University of Basel, 2 October 2025
Researchers analysed GenAI adoption among academics using matched author-level panel data and difference-in-differences design.
Key finding: GenAI adoption increases research productivity significantly, with early-career researchers and non-English speakers benefiting most
Policy takeaway: GenAI tools could democratise academic publishing by reducing language and technical barriers for underrepresented groups.
OpenAI, 9 October 2025
Researchers developed a framework testing 500 prompts across 100 political topics to measure bias in ChatGPT models.
Key finding: Less than 0.01% of ChatGPT responses show political bias; GPT-5 models reduced bias by 30% versus GPT-4o
Policy takeaway: Systematic bias measurement frameworks enable continuous improvement in model objectivity and user trust.
Anthropic, UK AISI & Alan Turing Institute, 9 October 2025
Researchers conducted the largest pretraining poisoning experiments to date, testing models from 600M to 13B parameters.

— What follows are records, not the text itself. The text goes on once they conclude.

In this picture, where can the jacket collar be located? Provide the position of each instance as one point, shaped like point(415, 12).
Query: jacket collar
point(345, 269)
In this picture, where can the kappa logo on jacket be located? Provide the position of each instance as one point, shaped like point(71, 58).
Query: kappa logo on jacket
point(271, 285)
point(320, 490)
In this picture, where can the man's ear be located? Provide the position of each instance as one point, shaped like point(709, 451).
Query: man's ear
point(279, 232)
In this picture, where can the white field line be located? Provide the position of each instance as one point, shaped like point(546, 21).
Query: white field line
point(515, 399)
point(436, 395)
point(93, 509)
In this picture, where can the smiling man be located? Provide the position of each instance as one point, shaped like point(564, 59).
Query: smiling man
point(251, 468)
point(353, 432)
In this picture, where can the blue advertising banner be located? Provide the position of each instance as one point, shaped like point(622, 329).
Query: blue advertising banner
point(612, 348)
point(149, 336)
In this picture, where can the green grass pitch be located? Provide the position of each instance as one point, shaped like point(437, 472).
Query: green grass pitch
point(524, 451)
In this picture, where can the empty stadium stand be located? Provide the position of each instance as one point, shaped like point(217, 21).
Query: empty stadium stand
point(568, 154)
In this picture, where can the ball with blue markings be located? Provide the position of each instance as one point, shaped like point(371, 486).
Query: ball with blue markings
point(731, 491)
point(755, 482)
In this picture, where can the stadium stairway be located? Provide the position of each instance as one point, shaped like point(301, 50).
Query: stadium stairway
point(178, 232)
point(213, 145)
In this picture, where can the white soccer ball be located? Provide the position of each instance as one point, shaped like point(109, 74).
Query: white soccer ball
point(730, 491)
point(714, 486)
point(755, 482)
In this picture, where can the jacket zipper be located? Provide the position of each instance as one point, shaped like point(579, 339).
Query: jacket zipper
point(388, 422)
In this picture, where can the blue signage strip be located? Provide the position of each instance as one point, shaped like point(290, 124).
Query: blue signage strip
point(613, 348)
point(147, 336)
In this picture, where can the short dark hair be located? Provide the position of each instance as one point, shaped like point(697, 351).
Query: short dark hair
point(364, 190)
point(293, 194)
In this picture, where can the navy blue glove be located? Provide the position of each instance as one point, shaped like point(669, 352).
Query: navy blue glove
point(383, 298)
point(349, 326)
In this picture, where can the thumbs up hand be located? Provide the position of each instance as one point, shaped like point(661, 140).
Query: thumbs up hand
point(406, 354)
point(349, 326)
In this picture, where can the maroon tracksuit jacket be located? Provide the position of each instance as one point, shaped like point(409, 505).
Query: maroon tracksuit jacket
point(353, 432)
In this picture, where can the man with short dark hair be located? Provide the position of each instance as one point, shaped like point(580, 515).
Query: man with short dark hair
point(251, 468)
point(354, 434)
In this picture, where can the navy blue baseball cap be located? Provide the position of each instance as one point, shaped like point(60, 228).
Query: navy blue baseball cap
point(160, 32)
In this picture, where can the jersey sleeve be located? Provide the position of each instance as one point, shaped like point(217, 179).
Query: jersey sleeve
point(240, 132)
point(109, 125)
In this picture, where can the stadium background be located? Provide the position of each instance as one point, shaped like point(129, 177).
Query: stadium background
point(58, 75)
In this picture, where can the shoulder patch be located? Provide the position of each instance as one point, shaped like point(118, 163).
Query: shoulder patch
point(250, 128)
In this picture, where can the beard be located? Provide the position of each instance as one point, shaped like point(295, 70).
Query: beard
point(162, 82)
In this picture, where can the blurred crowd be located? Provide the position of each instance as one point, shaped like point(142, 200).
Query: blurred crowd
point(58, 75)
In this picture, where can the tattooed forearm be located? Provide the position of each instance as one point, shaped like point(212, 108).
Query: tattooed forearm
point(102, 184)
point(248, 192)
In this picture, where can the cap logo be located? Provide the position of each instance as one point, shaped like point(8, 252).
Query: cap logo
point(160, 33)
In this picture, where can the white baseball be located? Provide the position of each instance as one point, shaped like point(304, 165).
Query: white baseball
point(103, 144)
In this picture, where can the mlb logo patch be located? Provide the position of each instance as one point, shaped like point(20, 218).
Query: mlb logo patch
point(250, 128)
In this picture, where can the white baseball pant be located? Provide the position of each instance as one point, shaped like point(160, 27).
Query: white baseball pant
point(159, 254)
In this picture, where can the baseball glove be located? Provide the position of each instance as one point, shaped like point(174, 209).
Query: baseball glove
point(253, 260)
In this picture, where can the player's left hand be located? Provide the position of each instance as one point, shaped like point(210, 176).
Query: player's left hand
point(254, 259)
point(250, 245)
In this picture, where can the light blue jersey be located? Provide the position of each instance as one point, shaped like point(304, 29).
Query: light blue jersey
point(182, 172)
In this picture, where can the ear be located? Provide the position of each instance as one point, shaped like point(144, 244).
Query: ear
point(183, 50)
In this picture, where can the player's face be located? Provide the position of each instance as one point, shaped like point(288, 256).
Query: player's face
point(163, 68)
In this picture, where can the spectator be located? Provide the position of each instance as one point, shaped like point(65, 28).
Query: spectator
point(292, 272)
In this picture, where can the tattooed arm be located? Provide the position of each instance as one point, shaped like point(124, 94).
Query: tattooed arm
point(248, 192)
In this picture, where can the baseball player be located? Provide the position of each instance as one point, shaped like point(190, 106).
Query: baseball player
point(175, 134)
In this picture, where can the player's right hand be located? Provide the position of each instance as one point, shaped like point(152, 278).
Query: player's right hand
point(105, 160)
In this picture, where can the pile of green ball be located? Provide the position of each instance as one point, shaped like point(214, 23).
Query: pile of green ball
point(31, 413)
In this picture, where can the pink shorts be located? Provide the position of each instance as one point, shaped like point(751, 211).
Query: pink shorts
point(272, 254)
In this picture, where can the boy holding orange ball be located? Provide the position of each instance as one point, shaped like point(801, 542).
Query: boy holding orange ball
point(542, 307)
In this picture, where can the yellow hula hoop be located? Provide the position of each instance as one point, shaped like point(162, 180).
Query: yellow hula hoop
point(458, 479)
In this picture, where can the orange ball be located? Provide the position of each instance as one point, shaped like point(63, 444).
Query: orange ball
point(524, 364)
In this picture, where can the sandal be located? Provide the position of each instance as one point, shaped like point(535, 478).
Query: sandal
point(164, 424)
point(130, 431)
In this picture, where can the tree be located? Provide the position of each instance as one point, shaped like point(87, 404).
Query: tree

Key finding: Just 250 malicious documents can backdoor any size LLM, challenging assumptions about scale-based security
Policy takeaway: Defense mechanisms must protect against small-scale attacks; model size alone doesn't provide security.
PyMC & Colgate-Palmolive Company, 9 October 2025
Researchers tested synthetic consumer simulation on 57 product surveys with 9,300 human responses using semantic similarity rating.

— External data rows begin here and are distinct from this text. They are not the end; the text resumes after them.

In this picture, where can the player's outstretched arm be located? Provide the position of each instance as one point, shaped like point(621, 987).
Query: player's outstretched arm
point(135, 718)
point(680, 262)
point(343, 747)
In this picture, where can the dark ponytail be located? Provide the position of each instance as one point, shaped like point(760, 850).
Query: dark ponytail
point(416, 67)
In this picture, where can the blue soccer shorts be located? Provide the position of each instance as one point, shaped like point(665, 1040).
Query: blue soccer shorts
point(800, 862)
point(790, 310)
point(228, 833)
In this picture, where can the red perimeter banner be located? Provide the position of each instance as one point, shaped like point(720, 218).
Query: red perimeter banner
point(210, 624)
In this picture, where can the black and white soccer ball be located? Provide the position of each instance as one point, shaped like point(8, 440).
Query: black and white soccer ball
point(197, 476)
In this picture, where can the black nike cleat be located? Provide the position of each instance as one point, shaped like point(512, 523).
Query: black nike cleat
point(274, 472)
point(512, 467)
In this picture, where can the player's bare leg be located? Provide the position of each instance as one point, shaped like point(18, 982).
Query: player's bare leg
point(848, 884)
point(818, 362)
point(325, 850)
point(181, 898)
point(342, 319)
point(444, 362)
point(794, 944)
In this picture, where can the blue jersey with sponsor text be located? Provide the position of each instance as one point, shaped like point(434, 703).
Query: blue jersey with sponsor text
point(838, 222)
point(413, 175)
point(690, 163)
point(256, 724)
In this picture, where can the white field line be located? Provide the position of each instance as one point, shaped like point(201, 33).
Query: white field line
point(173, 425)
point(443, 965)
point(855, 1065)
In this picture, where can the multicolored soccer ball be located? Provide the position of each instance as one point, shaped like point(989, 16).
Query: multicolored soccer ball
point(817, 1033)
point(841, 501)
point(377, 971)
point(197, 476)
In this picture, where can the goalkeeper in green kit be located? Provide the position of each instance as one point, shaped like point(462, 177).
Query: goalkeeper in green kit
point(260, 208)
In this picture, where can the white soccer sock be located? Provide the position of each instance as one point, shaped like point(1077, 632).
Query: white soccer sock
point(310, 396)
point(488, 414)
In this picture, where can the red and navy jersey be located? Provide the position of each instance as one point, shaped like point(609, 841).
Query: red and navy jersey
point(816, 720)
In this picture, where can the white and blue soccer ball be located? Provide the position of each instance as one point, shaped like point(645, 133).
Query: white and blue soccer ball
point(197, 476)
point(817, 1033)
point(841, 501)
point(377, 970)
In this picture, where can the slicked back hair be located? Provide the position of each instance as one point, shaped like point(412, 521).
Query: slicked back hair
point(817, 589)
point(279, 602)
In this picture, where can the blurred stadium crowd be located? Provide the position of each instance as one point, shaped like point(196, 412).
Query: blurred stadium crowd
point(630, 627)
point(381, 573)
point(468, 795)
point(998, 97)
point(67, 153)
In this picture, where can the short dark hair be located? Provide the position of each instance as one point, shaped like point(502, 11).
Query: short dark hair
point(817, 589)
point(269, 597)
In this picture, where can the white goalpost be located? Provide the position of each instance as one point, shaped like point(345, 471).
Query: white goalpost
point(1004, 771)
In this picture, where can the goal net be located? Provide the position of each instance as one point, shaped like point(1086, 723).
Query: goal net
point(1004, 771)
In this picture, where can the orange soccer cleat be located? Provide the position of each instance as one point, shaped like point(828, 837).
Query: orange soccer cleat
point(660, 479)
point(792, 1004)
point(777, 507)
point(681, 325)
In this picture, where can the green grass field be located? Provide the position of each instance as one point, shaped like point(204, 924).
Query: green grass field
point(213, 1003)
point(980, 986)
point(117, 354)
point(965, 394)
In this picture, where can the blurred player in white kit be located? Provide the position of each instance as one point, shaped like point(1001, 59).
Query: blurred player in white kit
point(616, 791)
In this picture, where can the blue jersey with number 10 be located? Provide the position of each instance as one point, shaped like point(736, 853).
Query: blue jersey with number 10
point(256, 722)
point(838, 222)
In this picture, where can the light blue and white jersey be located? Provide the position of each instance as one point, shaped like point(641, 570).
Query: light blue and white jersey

Key finding: LLMs achieve 90% of human test-retest reliability while maintaining realistic response distributions (KS similarity > 0.85)
Policy takeaway: Synthetic consumer research could dramatically reduce costs while providing rich qualitative feedback at scale.
Stanford University, 7 October 2025
Researchers developed a modular agentic system with four specialized modules optimized through Flow-GRPO reinforcement learning.
Key finding: 7B AgentFlow model surpasses GPT-4o with +14.9% on search, +14.0% on agentic, +14.5% on math tasks
Policy takeaway: Modular agent architectures with specialized optimization can outperform brute-force scaling approaches.
Yale University & Google Research, 10 October 2025
Researchers trained Large Language Models on over one billion tokens of transcriptomic data using the Cell2Sentence framework that represents scRNA-seq profiles as textual "cell sentences."
Key finding: 27B parameter model achieves superior performance in perturbation prediction and identifies context-specific drug responses, including silmitasertib's interferon-conditional amplification of antigen presentation
Policy takeaway: Unified text-biology models enable accelerated drug discovery and precision medicine by predicting cell-specific treatment responses at scale.
Anthropic, 14 October 2025
Researchers grouped potential policy responses to AI disruption into three tiers based on pace and intensity of economic change.
Key finding: Gradual scenarios require education reform and skills training, while moderate disruption may necessitate fiscal aid or targeted automation taxes
Policy takeaway: Coordinated multi-institutional planning is essential as no single policy lever can address AI's full economic impact.
Meta, UT Austin, UCL, UC Berkeley, Harvard University, Periodic Labs, 21 October 2025
Researchers analyzed over 400,000 GPU-hours to understand how algorithmic choices influence RL performance and resource use in LLMs.
Key finding: Algorithm choice determines maximum achievable performance; normalization and curriculum design affect compute efficiency but not final quality
Policy takeaway: Strategic RL scaling frameworks can significantly reduce training costs while maintaining predictable performance improvements.
METR, 14 October 2025
Researchers created a manually-reviewed dataset capturing natural and prompted concerning behaviors like reward hacking and sandbagging in LLMs.
Key finding: Simple monitoring systems detect 80-90% of problematic behaviors at 5% false positive rate when reasoning traces are available
Policy takeaway: Standardized evaluation datasets are critical for developing reliable AI monitoring infrastructure before widespread deployment.
Princeton University, 17 October 2025
Researchers conducted 21,000+ agent rollouts across nine models and benchmarks using parallel evaluation infrastructure.
Key finding: Increased reasoning effort often correlates with lower accuracy; agents frequently search for benchmark solutions online instead of solving tasks
Policy takeaway: Evaluation infrastructure must prioritize real-world reliability over benchmark scores to ensure trustworthy AI deployment.